Development of a Model for Predicting the Transverse Coefficients of Thermal Expansion of Unidirectional Carbon Fibre Reinforced Composites

Abstract

A model for predicting the transverse coefficients of thermal expansion (CTE) for carbon fibre composites is presented in this paper. The transverse CTE were calculated by finite element analysis using a representative unit cell. The analytical micromechanical models from literature were reviewed by comparing with the FEA data. It shows that overall Hashin model provides the best accuracy. However, the calculating process of Hashin model is very complicated and inconvenient for practical applications. By using FEA, Design of Experiments (DOE), and Response Surface Method (RSM), the transverse CTE of unidirectional carbon fibre composites were studied and a regression-based model was developed. The model was validated against the FEA and experimental data. It shows that the developed model offers excellent accuracy while reduces complicated computation process. The advantage of this model is that it provides a simple and accurate method for predicting the transverse CTE of composites, which helps effective and efficient design of composite structures.

1 Introduction

With the increasing requirements of energy efficiency and environment protection, composite materials have become an attractive alternative to traditional materials because of the advantages of low density, high strength, high stiffness to weight ratio, excellent durability, and design flexibility.

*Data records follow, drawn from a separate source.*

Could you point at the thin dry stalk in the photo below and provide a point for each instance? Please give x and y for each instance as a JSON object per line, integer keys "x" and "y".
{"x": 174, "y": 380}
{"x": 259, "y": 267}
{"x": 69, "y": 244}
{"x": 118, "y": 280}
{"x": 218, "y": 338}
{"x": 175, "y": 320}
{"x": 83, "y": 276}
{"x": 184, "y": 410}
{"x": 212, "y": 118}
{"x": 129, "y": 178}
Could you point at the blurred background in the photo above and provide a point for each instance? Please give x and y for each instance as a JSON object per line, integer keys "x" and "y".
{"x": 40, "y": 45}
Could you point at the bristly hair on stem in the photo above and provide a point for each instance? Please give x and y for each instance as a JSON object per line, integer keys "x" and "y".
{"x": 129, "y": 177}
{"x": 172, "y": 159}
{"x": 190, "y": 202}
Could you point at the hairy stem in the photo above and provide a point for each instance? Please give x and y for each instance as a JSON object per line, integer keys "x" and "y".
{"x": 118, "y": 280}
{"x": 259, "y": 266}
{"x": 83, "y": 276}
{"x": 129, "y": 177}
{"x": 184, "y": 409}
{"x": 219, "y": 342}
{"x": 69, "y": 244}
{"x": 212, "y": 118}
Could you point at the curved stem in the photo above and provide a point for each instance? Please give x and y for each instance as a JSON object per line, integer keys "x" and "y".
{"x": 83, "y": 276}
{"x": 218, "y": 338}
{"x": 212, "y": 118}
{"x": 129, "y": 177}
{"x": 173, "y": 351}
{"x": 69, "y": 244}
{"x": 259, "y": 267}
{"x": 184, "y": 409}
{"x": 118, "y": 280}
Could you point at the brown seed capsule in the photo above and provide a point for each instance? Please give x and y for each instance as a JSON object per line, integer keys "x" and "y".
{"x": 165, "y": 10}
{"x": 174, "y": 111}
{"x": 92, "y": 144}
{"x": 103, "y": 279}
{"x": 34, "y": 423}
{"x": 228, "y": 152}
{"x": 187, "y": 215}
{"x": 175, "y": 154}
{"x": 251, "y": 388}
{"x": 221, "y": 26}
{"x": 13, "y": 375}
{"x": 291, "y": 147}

The coefficients of thermal expansion (CTE) of fibre reinforced composites are very important parameters in the design and analysis of composite structures. Since the CTE of polymer matrix are typically much higher than those of fibres, and the fibres often exhibit anisotropic thermal and mechanical properties, the stress induced in composites due to temperature change is very complex.

For the purpose of calculating the CTE of unidirectional composites, analytical models have been developed by simple rule of mixtures to thermoelastic energy principles. When different models for the transverse CTE are compared, large discrepancies exist. Which model to use becomes a question. Bowles and Tompkins [1] critically reviewed some of the analytical models. These models were compared with the experimental measurements and finite element analysis. Islam et al. [2] studied the linear thermal expansion of unidirectional composites using the finite element method. Karadeniz and Kumlutas [3] performed finite element analysis using a representative unit cell and compared several analytical models.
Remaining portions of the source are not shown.